C’est en octobre 1936 que le crucifix fut posé à l’Assemblée nationale. Maurice Duplessis voulait ainsi sceller l’alliance entre l’État et le Clergé catholique. Duplessis fit valoir au Cardinal Villeneuve, archevêque de Québec, qu’il préférerait les principes de l’Évangile aux principes français de la République (liberté, égalité, fraternité). L’État québécois fut ainsi soumis à l’Église, qui ne se soucia jamais d’égalité entre les hommes et les femmes. En 1880, Eugène-Etienne Taché, l’architecte de l’Hôtel du Parlement, n’avait pas prévu de symbole religieux. Il mit en avant les origines françaises du Québec. Mais dans l’ère post-Duplessis, les Québécois et les Québécoises rejetèrent massivement la domination de l’Église sur l’État.
C’est pourtant ce vestige, symbole de la Grande noirceur caractérisée par l’inégalité des hommes et des femmes, que le gouvernement Marois instrumentalise pour exempter l’Assemblée nationale d’enlever, là aussi, ce symbole religieux ostentatoire.
La diversité religieuse existe depuis toujours dans l’histoire du Québec. Si le ministre souhaite tant protéger le patrimoine, je lui suggère d’inscrire aussi la congrégation Spanish and Portuguese de Montréal. Ses origines remontent à 1760 (à l’époque de Diderot, D’Alembert, Voltaire et Jean-Jacques Rousseau). Officiellement incorporée en 1768 dans le Vieux-Montréal, elle a déménagé sur la rue Chenneville en 1838, puis sur la rue Stanley en 1887. Depuis 1947, elle est sur la rue Saint-Kevin dans le district de Snowdon.
Certes, le Clergé catholique fut gardien et protecteur de l’identité et de la langue des Canadiens français. Le crucifix est son symbole et non celui du Québec ni de son patrimoine. D’ailleurs, le crucifix peut fort bien être exposé dans des bibliothèques avec des textes explicatifs rédigés par des historiens.
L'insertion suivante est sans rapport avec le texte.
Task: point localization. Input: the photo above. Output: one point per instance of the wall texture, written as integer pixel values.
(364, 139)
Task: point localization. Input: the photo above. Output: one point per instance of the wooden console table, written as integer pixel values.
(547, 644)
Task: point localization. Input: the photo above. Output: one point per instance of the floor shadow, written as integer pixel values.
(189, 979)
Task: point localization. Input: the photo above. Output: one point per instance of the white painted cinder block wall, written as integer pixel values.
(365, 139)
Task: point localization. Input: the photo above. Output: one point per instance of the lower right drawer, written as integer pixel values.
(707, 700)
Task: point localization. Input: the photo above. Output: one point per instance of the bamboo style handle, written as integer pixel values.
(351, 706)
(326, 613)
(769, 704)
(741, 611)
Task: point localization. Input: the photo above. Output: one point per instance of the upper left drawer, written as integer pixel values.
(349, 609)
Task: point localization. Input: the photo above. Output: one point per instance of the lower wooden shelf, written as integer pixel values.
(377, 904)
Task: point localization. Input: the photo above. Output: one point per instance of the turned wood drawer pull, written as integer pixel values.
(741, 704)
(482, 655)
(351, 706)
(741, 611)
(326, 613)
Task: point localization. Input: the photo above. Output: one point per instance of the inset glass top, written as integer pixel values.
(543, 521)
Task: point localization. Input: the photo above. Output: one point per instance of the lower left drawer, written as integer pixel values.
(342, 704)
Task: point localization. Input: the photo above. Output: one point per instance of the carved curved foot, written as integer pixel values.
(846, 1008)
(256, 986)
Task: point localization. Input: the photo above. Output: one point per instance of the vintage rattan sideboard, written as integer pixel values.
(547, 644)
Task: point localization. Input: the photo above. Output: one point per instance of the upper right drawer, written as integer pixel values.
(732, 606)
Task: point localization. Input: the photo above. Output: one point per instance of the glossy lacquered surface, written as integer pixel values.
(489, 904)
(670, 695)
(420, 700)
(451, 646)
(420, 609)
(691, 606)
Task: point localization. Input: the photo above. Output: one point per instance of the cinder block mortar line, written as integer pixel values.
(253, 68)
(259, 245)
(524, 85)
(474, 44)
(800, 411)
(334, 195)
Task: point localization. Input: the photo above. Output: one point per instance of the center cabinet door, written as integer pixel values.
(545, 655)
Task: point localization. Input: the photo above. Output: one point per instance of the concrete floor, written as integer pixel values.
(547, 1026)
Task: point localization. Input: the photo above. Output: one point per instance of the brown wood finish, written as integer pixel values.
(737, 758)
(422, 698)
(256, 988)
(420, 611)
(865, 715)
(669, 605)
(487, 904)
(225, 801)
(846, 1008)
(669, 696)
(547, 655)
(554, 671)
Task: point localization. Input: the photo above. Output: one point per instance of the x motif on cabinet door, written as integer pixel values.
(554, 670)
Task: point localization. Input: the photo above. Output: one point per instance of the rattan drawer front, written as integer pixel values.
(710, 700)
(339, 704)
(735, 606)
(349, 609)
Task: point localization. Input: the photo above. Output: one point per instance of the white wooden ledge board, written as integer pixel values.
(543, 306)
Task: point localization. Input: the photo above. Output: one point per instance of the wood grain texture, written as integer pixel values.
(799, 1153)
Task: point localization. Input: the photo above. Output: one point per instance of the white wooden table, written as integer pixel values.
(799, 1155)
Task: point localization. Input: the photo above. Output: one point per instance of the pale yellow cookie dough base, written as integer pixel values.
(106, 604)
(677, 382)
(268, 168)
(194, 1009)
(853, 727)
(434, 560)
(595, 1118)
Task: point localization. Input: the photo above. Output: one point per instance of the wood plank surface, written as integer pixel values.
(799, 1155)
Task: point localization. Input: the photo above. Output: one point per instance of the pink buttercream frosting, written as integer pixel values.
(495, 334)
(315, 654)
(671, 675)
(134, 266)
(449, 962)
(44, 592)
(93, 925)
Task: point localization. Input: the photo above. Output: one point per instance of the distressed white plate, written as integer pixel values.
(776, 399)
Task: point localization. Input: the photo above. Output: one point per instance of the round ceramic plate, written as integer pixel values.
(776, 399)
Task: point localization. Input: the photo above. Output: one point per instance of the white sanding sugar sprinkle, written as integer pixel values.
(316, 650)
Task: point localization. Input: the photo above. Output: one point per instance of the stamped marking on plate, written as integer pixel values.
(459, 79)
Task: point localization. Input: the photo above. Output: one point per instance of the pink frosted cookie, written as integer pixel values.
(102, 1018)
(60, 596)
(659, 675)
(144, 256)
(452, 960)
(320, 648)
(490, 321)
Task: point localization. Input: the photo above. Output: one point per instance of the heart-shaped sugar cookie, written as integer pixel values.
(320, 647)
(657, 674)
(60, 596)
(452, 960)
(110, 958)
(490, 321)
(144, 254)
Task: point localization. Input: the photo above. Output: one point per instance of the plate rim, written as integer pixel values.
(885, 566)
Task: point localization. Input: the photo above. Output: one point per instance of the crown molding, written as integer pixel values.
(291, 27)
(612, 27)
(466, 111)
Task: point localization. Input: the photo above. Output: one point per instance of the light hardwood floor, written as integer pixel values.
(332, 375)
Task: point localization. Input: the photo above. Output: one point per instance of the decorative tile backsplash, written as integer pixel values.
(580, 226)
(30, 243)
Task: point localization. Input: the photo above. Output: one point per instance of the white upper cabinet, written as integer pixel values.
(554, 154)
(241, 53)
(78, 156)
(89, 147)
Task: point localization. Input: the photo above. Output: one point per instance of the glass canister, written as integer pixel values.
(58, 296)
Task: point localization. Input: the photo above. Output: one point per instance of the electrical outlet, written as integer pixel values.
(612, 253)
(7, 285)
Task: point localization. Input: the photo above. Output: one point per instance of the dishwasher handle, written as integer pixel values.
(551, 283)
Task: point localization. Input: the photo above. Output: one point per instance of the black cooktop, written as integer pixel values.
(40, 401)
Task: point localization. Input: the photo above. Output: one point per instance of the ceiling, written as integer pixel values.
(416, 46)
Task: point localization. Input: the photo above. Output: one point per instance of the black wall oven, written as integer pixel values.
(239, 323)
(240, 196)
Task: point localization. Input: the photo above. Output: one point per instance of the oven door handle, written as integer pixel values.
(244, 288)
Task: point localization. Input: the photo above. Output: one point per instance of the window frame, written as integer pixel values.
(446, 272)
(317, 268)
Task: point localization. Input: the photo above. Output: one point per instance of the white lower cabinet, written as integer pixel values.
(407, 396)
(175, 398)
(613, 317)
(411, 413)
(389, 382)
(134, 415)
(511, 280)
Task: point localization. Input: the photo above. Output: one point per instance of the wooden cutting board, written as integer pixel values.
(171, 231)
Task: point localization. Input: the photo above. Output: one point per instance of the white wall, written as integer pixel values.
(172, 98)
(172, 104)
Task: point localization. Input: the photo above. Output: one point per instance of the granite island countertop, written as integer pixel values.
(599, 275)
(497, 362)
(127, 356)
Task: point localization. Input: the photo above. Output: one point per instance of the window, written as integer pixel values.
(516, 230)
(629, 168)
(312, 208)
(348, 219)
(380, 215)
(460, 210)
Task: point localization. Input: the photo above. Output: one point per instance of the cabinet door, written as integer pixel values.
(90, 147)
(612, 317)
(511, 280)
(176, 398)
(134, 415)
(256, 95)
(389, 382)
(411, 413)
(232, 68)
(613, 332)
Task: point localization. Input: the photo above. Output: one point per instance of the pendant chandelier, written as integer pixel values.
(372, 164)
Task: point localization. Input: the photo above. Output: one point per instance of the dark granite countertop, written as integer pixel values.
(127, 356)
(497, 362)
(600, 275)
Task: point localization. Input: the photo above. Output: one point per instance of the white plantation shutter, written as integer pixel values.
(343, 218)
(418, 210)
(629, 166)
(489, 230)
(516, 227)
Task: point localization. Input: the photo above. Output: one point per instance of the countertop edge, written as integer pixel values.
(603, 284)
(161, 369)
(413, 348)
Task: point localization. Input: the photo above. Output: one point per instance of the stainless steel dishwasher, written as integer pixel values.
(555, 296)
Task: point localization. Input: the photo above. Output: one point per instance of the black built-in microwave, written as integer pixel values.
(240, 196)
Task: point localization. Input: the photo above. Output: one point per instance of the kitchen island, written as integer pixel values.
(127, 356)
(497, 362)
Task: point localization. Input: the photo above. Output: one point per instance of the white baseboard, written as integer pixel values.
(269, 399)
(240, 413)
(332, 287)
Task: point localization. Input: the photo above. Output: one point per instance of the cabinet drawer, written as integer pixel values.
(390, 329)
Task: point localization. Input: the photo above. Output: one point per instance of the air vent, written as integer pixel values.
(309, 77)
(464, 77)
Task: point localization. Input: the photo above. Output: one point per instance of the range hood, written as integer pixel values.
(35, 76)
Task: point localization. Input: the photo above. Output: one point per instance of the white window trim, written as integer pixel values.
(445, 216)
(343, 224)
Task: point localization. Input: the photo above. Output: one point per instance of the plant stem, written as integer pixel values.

Dans ce débat sur la laïcité, on ne parle d’ailleurs que du crucifix. En 1977, le gouvernement à l’époque de René Lévesque a renommé la fête de la Saint-Jean-Baptiste pour lui donner le nom laïc qu’on utilise aujourd’hui. Ne faudrait-il pas plutôt une autre date, historique celle-là, pour célébrer la Fête nationale du Québec ?
Victor Afriat, éditeur
La Presse nous apprend ce matin que le gouvernement de madame Pauline Marois se résignerait par souci de cohérence à déplacer le crucifix placé au dessus du fauteuil du président de l’Assemblée Nationale. L’approbation récente de la Conférence des évêques du Québec aura été déterminante.
Voilà l’illustration magistrale de la soumission de l’État au Clergé. Depuis des années, nos élus ne pouvaient agir en toute liberté. Ils avaient besoin de la caution du Clergé.